Find a pen you love to write with! The best pens give no resistance and dry quickly on the page. The latter is crucial if the soft sides of your hands are prone to smudging, which they are. Maybe your roommate will gift you a crisp blue G2, 0.38, something really special.
Book your car appointment, finally.
When your mom texts you about that book you borrowed in September, asking for it back and “did you read it? Was it good?” tell her you’re most of the way done and “loving it!!” then abandon your writing to dive in, page 1. Your journal can wait. If the book is good, and it will be, keep going. Read for a few hours, feeling like it's summer again and you can spend all day in the old wooden lawn chair, following the sun from one side of the porch to the other. This time, in November, you follow the heat from vent to vent in your drafty old house on Myrtle.
If your partner orders a copy of Gertrude Stein’s Tender Buttons, then orders one for you too, start a book club just the two of you. Read one section a week with discussions on Sundays, and heat up spiced apple cider for the occasion. (Hint: reading will make you want to write. Not always, but sometimes you’ll get lucky).
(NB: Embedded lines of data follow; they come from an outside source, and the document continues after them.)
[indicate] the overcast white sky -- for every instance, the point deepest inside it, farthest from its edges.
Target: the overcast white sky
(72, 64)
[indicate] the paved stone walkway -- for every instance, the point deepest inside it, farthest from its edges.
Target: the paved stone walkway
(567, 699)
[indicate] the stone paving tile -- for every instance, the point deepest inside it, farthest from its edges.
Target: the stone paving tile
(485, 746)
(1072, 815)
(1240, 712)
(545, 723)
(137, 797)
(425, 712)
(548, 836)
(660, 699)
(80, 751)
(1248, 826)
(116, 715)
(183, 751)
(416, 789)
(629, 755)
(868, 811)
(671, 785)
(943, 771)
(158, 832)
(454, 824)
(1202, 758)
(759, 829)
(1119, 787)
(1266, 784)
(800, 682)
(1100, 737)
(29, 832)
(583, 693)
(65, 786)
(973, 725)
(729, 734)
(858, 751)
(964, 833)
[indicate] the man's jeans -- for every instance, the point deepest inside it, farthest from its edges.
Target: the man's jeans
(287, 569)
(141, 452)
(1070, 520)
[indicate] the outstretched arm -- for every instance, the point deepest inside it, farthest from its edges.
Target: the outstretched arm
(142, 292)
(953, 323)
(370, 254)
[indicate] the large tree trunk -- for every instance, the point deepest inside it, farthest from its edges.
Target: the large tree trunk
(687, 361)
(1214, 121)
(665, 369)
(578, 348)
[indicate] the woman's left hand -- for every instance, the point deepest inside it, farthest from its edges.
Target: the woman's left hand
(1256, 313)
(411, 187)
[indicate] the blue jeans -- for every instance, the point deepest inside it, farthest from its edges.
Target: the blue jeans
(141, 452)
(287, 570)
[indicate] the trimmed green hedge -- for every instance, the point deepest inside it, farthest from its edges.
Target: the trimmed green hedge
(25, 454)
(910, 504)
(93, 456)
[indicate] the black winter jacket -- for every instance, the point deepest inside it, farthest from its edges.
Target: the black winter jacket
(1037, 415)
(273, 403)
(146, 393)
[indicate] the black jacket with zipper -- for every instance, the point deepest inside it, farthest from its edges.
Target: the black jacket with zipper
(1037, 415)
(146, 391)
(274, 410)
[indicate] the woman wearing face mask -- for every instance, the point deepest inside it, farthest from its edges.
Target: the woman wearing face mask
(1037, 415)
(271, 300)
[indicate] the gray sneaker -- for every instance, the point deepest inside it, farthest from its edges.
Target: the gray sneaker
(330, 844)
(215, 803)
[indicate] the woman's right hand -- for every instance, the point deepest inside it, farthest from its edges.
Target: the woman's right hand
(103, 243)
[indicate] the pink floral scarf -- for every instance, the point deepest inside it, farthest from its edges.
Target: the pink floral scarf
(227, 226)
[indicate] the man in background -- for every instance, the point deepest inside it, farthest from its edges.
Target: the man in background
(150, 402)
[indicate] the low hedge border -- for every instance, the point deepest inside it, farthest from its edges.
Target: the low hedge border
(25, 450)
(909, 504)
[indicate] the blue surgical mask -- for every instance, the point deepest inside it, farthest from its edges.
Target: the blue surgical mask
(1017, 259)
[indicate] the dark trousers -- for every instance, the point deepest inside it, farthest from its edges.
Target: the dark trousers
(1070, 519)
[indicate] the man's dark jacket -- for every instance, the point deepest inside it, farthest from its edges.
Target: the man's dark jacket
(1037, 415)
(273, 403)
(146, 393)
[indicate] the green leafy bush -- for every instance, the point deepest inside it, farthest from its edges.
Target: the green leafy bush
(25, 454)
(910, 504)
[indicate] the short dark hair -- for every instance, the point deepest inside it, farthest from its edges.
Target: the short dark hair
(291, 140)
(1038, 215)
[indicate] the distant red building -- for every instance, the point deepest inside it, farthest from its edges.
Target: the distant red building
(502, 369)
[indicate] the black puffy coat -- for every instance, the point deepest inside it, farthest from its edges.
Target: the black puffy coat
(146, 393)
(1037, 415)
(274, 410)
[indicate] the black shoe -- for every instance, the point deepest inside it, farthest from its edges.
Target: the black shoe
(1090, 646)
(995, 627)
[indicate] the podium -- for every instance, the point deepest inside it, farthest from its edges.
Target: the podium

Meet your parents halfway between Bellingham and Seattle for a walk along Padilla Bay. Sip hot miso soup from the thermos you used to take with you to elementary school, and eat a lime green apple grown in your parents’ garden this fall, big as two fists. Bigger, even.
A Note on Reflection and Process:
Please include a note at the end of your essay that addresses the following:
1. What are some of your coping mechanisms, ones you perceive as either healthy or unhealthy?
2. Why do you feel the need to know things about your new therapist before you tell her about yourself? It puts you at ease when she wears fun dangly earrings on your third session together. How will you convince yourself that things will only improve from here, if nonlinearly?
3. What do you perceive as your strengths? What about your growth areas?
4. What might you do with yourself, with all this time?